I'm reading Liza Dalby's East Wind Melts the Ice
, a book to be savoured, not rushed. Taking the form of an ancient Chinese almanac, it is a series of essays for the year, combining reflections on oriental culture - and contrasting them with the author's western life - nature, literature, horticulture and more.
Here's a snatch from the introduction to the "Summer" section of the book: "Chinese summer is the time when the cool, dark yin ethers pull back into the depths of the earth. Yin continues to diminish and retreat till the summer solstice, just as the yang reaches its apogee. The earliest definition of summer in chinese is 'the time when the myriad things flourish'. Everything the emperor did in this season was meant to encourage the crops to grow.
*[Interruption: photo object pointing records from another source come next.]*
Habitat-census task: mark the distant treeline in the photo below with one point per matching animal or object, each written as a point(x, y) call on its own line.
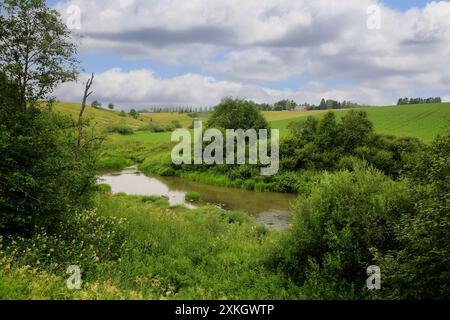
point(289, 105)
point(282, 105)
point(403, 101)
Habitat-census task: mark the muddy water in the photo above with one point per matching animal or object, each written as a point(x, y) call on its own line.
point(271, 209)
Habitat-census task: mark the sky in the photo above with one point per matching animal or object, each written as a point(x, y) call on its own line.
point(148, 53)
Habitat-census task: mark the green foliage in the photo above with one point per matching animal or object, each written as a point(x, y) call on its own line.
point(176, 124)
point(193, 197)
point(113, 163)
point(134, 114)
point(327, 144)
point(237, 114)
point(418, 269)
point(96, 104)
point(86, 240)
point(336, 228)
point(154, 127)
point(35, 61)
point(40, 180)
point(120, 129)
point(104, 188)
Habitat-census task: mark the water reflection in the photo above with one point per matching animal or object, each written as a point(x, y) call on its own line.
point(272, 209)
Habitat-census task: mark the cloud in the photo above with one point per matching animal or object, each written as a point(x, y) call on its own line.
point(142, 89)
point(252, 44)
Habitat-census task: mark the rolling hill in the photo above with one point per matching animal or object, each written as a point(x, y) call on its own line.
point(424, 121)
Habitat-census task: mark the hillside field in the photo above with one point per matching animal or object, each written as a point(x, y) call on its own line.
point(423, 121)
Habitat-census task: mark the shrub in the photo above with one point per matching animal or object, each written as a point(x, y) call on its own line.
point(176, 124)
point(154, 127)
point(104, 188)
point(193, 197)
point(237, 114)
point(41, 182)
point(336, 229)
point(86, 240)
point(113, 163)
point(418, 269)
point(120, 129)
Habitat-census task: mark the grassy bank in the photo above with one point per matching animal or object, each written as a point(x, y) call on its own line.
point(169, 253)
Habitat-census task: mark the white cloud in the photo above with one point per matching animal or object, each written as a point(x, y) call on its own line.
point(141, 88)
point(271, 41)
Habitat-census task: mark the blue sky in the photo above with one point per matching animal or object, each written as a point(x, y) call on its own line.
point(177, 52)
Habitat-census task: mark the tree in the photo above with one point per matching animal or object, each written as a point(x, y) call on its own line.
point(354, 131)
point(95, 104)
point(237, 114)
point(36, 50)
point(86, 95)
point(41, 182)
point(133, 113)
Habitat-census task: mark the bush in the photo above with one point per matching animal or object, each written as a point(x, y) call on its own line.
point(176, 124)
point(113, 163)
point(193, 197)
point(337, 227)
point(418, 269)
point(237, 114)
point(41, 182)
point(154, 127)
point(120, 129)
point(104, 188)
point(86, 240)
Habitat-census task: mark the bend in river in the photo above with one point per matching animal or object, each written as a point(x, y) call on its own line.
point(271, 209)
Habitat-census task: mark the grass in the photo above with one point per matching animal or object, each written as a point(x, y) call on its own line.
point(424, 121)
point(102, 118)
point(170, 253)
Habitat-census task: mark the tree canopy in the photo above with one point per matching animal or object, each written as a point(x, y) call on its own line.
point(36, 49)
point(237, 114)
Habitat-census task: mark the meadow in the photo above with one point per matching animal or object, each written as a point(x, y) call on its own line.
point(424, 121)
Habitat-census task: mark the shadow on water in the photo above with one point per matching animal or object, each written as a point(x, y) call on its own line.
point(268, 208)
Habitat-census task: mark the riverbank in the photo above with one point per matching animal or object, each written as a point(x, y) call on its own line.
point(270, 209)
point(169, 253)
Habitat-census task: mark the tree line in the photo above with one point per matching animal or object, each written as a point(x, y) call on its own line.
point(404, 101)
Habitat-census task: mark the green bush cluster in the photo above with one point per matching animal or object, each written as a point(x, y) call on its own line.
point(113, 163)
point(354, 219)
point(155, 127)
point(193, 197)
point(87, 240)
point(120, 129)
point(41, 179)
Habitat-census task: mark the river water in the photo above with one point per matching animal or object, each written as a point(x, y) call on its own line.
point(268, 208)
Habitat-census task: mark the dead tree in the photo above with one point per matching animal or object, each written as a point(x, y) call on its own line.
point(86, 95)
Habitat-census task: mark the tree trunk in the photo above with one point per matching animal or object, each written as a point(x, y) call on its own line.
point(86, 94)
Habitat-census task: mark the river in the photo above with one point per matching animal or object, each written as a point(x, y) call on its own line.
point(268, 208)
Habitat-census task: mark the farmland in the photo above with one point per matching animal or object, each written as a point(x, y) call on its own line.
point(424, 121)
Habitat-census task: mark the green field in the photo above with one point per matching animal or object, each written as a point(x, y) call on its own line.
point(424, 121)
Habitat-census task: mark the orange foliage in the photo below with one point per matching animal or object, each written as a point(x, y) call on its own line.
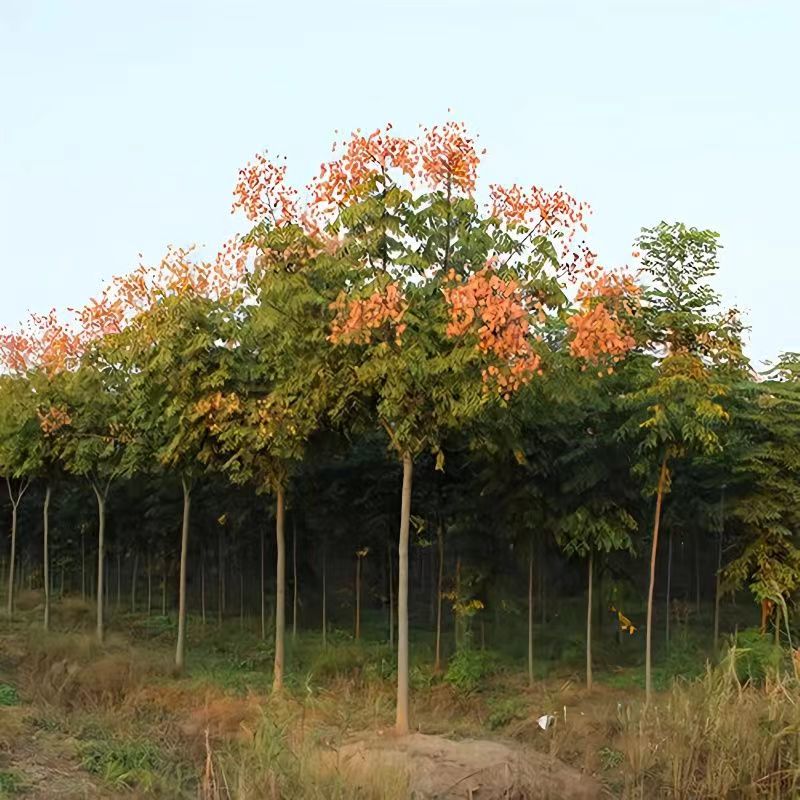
point(357, 319)
point(449, 157)
point(45, 343)
point(541, 212)
point(53, 419)
point(262, 191)
point(600, 331)
point(493, 308)
point(363, 158)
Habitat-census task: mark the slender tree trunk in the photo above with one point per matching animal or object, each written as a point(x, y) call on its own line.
point(241, 595)
point(358, 598)
point(46, 555)
point(180, 649)
point(280, 595)
point(437, 662)
point(263, 589)
point(203, 586)
point(669, 587)
point(164, 588)
point(83, 565)
point(456, 617)
point(15, 501)
point(696, 575)
point(718, 586)
point(648, 658)
point(119, 577)
point(391, 597)
point(294, 577)
point(220, 578)
point(589, 623)
point(401, 722)
point(101, 553)
point(134, 578)
point(325, 593)
point(530, 613)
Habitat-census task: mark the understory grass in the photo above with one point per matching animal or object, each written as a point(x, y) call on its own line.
point(725, 728)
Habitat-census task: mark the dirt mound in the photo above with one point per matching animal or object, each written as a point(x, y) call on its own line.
point(442, 769)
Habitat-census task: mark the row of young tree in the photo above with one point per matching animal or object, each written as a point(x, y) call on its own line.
point(470, 332)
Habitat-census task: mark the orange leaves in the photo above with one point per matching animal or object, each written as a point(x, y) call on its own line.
point(358, 319)
point(53, 419)
point(601, 331)
point(362, 158)
point(554, 214)
point(493, 309)
point(216, 408)
point(45, 343)
point(449, 157)
point(262, 191)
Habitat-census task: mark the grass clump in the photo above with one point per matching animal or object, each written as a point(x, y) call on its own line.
point(468, 668)
point(10, 784)
point(754, 656)
point(124, 763)
point(8, 695)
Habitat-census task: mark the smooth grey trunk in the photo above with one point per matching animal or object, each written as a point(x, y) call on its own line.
point(241, 595)
point(669, 586)
point(530, 614)
point(294, 577)
point(164, 588)
point(456, 602)
point(83, 565)
point(280, 593)
point(437, 662)
point(648, 657)
point(101, 495)
point(325, 593)
point(696, 576)
point(180, 649)
point(401, 720)
point(203, 586)
point(391, 598)
point(46, 555)
point(589, 623)
point(358, 598)
point(718, 587)
point(263, 590)
point(15, 501)
point(220, 577)
point(134, 578)
point(119, 577)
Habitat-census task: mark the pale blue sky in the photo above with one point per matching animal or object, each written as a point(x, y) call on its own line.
point(122, 124)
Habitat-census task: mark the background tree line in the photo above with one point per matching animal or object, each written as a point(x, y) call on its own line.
point(396, 340)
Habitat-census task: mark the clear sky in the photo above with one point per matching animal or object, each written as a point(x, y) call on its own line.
point(122, 124)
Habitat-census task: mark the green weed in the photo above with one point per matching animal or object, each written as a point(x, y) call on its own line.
point(8, 695)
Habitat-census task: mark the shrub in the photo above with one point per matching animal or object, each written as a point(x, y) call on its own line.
point(123, 763)
point(505, 711)
point(8, 695)
point(753, 655)
point(10, 783)
point(468, 667)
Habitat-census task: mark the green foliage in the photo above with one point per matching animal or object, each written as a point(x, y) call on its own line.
point(124, 763)
point(469, 667)
point(503, 711)
point(8, 695)
point(10, 783)
point(753, 655)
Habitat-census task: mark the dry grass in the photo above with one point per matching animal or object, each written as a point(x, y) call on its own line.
point(715, 739)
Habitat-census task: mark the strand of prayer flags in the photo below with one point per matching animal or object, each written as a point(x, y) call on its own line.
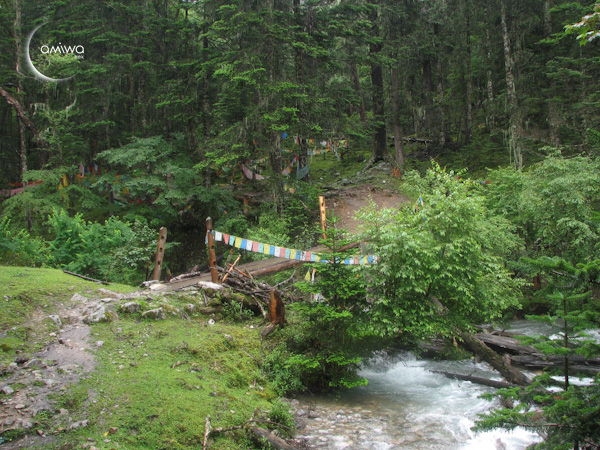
point(283, 252)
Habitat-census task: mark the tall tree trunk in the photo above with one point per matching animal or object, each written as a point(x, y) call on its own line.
point(554, 119)
point(490, 117)
point(300, 61)
point(398, 143)
point(375, 47)
point(18, 67)
point(362, 112)
point(469, 99)
point(516, 127)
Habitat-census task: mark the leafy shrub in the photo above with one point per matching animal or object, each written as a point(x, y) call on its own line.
point(441, 262)
point(280, 414)
point(115, 251)
point(20, 248)
point(323, 349)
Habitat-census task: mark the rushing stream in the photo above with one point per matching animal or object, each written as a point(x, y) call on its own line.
point(406, 406)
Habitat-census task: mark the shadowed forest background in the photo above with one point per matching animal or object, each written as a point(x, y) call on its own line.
point(480, 117)
point(171, 94)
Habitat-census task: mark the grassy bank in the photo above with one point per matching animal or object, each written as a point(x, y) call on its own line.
point(155, 382)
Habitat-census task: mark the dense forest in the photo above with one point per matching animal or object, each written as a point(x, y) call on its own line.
point(170, 94)
point(121, 117)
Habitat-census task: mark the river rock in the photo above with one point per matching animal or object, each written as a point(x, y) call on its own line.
point(33, 363)
point(209, 288)
point(156, 314)
point(100, 314)
point(130, 307)
point(110, 293)
point(79, 424)
point(78, 298)
point(190, 308)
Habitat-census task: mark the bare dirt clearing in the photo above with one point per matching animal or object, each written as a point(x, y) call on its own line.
point(345, 204)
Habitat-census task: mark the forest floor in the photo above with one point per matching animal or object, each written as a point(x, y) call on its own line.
point(83, 367)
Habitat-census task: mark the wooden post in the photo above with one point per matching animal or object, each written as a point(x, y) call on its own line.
point(160, 253)
point(276, 308)
point(212, 258)
point(323, 215)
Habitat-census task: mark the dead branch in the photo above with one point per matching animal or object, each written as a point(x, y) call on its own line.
point(231, 267)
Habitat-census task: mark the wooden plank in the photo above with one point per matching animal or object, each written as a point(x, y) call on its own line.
point(212, 258)
point(160, 253)
point(323, 215)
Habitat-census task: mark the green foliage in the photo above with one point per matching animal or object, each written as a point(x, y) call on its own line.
point(280, 414)
point(113, 251)
point(19, 248)
point(329, 335)
point(570, 417)
point(552, 205)
point(441, 263)
point(588, 28)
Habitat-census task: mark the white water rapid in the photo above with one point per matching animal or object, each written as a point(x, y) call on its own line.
point(406, 406)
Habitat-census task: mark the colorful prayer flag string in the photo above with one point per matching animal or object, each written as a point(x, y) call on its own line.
point(283, 252)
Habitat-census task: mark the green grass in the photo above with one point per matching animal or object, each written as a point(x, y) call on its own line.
point(25, 292)
point(156, 381)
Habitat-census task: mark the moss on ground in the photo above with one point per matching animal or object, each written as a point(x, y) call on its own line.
point(155, 381)
point(28, 296)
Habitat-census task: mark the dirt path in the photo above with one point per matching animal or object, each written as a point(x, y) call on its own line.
point(344, 203)
point(66, 358)
point(347, 203)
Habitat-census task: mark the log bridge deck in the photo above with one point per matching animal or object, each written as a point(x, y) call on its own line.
point(255, 269)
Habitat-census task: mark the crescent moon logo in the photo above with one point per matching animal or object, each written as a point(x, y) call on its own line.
point(39, 75)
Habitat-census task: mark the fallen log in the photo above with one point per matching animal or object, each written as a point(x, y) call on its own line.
point(507, 344)
point(476, 380)
point(276, 442)
point(576, 363)
point(86, 278)
point(477, 347)
point(481, 350)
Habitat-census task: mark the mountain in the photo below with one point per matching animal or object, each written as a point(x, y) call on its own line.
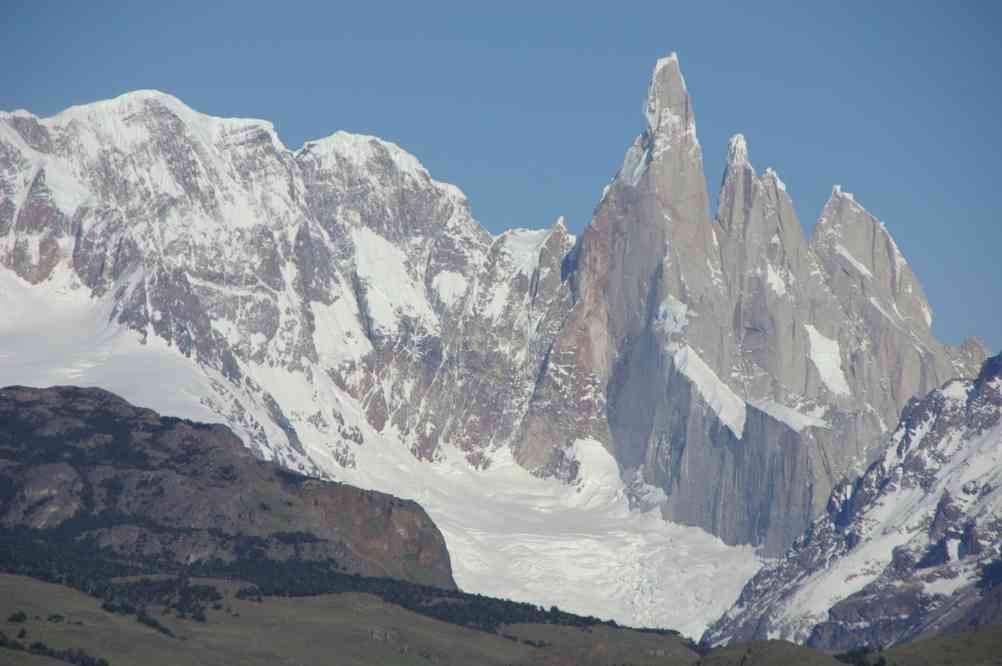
point(658, 378)
point(146, 487)
point(907, 550)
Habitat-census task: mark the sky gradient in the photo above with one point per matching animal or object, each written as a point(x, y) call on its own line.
point(529, 107)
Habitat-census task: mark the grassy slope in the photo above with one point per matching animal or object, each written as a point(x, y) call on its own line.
point(358, 629)
point(351, 628)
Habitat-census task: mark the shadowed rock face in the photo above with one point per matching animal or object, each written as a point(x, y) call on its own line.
point(735, 366)
point(191, 492)
point(903, 551)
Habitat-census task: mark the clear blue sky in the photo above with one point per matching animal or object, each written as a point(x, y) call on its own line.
point(529, 107)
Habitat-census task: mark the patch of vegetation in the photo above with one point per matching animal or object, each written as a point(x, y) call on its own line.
point(297, 578)
point(863, 656)
point(153, 623)
point(68, 556)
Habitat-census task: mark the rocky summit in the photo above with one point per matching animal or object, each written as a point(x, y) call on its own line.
point(346, 315)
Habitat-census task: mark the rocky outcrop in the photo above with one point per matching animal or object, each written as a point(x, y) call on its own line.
point(734, 367)
point(157, 488)
point(907, 549)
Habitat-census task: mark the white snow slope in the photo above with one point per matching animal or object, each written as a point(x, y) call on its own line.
point(509, 534)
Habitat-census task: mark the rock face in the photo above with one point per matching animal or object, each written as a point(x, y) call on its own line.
point(735, 368)
point(902, 551)
point(163, 488)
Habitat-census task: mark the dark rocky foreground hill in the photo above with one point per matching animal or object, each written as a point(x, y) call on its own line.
point(183, 549)
point(86, 465)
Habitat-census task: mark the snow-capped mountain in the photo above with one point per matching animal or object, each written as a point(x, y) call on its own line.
point(344, 313)
point(901, 550)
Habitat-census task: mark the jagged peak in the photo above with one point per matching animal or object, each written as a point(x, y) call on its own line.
point(771, 173)
point(670, 60)
point(737, 150)
point(667, 103)
point(839, 193)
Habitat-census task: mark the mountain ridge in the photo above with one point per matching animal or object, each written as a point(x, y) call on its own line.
point(323, 300)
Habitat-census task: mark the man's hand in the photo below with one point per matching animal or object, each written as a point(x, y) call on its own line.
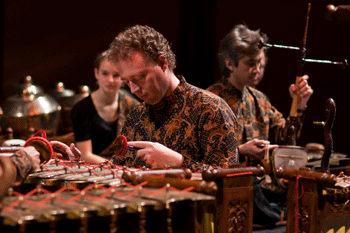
point(62, 150)
point(34, 155)
point(255, 149)
point(304, 91)
point(157, 155)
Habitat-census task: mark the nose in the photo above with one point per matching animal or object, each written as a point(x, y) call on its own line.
point(133, 87)
point(257, 68)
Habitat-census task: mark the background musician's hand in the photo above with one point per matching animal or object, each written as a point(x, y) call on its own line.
point(255, 149)
point(304, 91)
point(63, 150)
point(157, 155)
point(34, 155)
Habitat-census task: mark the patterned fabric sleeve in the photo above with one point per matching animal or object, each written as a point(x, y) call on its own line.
point(23, 163)
point(217, 127)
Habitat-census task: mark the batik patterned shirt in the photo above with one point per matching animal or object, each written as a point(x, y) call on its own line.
point(256, 117)
point(194, 122)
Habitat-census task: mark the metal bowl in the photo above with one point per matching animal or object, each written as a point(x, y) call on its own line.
point(31, 110)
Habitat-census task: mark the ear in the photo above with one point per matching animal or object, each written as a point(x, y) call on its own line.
point(96, 72)
point(229, 64)
point(163, 62)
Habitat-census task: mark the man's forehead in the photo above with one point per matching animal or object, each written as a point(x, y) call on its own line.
point(255, 57)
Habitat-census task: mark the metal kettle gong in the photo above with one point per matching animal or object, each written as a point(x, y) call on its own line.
point(30, 110)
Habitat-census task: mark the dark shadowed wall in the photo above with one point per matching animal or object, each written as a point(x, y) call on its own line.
point(58, 40)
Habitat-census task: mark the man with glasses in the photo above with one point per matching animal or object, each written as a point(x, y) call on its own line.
point(259, 123)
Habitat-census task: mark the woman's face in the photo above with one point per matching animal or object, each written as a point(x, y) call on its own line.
point(108, 77)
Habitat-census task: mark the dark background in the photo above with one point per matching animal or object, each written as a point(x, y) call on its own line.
point(58, 40)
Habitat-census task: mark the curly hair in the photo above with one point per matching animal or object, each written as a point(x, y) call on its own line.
point(143, 39)
point(239, 42)
point(100, 58)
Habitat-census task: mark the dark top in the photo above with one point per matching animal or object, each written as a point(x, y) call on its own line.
point(88, 125)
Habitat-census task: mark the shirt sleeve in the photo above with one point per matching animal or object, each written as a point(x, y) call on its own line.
point(217, 137)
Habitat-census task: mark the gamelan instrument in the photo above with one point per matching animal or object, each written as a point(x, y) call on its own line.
point(83, 197)
point(318, 201)
point(290, 155)
point(75, 196)
point(41, 144)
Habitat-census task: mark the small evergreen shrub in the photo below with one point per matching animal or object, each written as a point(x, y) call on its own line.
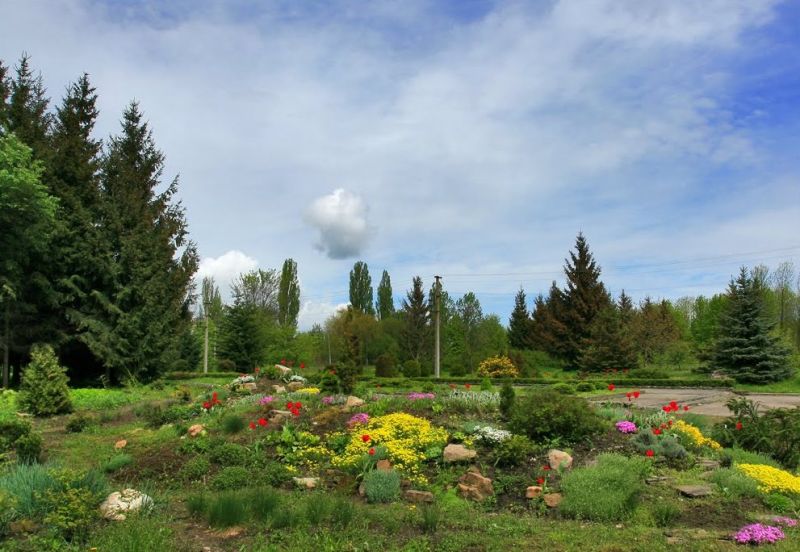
point(231, 478)
point(44, 390)
point(545, 414)
point(382, 486)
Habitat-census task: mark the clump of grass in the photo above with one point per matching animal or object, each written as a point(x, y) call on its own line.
point(226, 510)
point(605, 492)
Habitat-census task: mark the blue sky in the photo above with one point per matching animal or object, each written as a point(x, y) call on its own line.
point(471, 139)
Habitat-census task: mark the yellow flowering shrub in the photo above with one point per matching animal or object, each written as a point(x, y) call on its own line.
point(771, 479)
point(497, 367)
point(405, 437)
point(695, 436)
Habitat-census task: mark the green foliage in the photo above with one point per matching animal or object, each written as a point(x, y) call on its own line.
point(515, 451)
point(382, 486)
point(229, 454)
point(44, 390)
point(606, 492)
point(231, 478)
point(545, 414)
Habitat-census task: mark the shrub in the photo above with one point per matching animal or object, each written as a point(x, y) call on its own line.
point(232, 477)
point(382, 486)
point(605, 492)
point(545, 414)
point(507, 397)
point(497, 367)
point(195, 469)
point(229, 454)
point(386, 366)
point(226, 510)
point(232, 423)
point(411, 368)
point(44, 390)
point(563, 388)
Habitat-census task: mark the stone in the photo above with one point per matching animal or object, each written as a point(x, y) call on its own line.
point(458, 453)
point(352, 402)
point(694, 491)
point(553, 500)
point(559, 459)
point(533, 492)
point(117, 504)
point(196, 430)
point(283, 370)
point(418, 496)
point(306, 482)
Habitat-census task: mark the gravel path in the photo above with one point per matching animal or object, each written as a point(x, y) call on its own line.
point(705, 401)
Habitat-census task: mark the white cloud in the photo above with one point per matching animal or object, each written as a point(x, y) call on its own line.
point(341, 219)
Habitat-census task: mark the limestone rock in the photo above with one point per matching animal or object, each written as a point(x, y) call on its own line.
point(458, 453)
point(559, 458)
point(117, 504)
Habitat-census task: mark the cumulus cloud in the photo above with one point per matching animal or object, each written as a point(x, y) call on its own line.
point(341, 219)
point(225, 268)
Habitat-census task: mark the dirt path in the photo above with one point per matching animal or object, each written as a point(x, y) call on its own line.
point(705, 401)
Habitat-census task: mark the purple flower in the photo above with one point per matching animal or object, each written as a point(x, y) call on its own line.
point(625, 426)
point(758, 534)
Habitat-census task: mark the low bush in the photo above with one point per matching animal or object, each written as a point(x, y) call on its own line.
point(545, 414)
point(382, 486)
point(231, 478)
point(606, 492)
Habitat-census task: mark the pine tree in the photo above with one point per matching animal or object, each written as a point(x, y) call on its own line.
point(154, 260)
point(385, 304)
point(361, 295)
point(416, 316)
point(584, 297)
point(288, 295)
point(745, 348)
point(519, 326)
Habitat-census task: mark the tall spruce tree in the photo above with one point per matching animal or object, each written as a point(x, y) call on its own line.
point(153, 259)
point(519, 325)
point(288, 295)
point(385, 303)
point(416, 318)
point(584, 297)
point(361, 295)
point(745, 349)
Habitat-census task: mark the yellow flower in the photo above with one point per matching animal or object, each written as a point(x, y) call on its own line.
point(695, 435)
point(771, 479)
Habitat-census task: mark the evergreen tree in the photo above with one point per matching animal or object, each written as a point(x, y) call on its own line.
point(154, 260)
point(361, 297)
point(584, 297)
point(385, 304)
point(416, 328)
point(608, 345)
point(745, 349)
point(288, 295)
point(519, 326)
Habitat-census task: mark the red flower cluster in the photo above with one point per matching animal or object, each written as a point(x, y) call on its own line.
point(208, 405)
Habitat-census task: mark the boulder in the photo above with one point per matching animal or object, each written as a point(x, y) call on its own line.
point(306, 482)
point(553, 500)
point(533, 492)
point(458, 453)
point(559, 458)
point(117, 504)
point(352, 402)
point(418, 496)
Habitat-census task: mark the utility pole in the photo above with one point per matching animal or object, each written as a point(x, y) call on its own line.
point(437, 299)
In fact he had to be careful not to overstimulate the already powerful yang ether....At the same time, he had to guard against prematurely invigorating the yin. 'Cum, lustie symmer! With thy flouris', wrote the Scottish poet William Dunbar in the fifteenth century. The Chinese would have agreed".
And a short piece on Wisteria (mine is passed, so no pictures of it, unfortunately; the philadelphus will have to do): "For years I thought the English word 'wisteria' was derived from a botanist named Wister. I felt the name wonderfully appropriate.....How lucky for us that the flower and the name of the person commemorated are so syllabically congenial - misty wistful airy wispy mists of Mr. Wister's wisteria. Now I discover that he wasn't a botanist, he was a professor of anatomy, and his name was Caspar Wistar, not Wister. The genus ... was named in his honour posthumously ... Casparia might have been almost as good".
Musings like this complement the author's scholarly approach to fact beautifully, and it is a very absorbing collection of writings, prefaced by this most apt quotation from Sei Shonagon's tenth century "Pillow book": "I set about filling my notebooks with odd facts, recollections and other things, including the most trivial stuff. Mostly I concentrated on things and people that I found charming and worthwhile, but my notes are also full of poems and observations on trees and plants, birds and insects. I am sure that when people see my book they will say, 'It's even worse than expected - now you can really tell what she is like'." A bit like this weblog, then!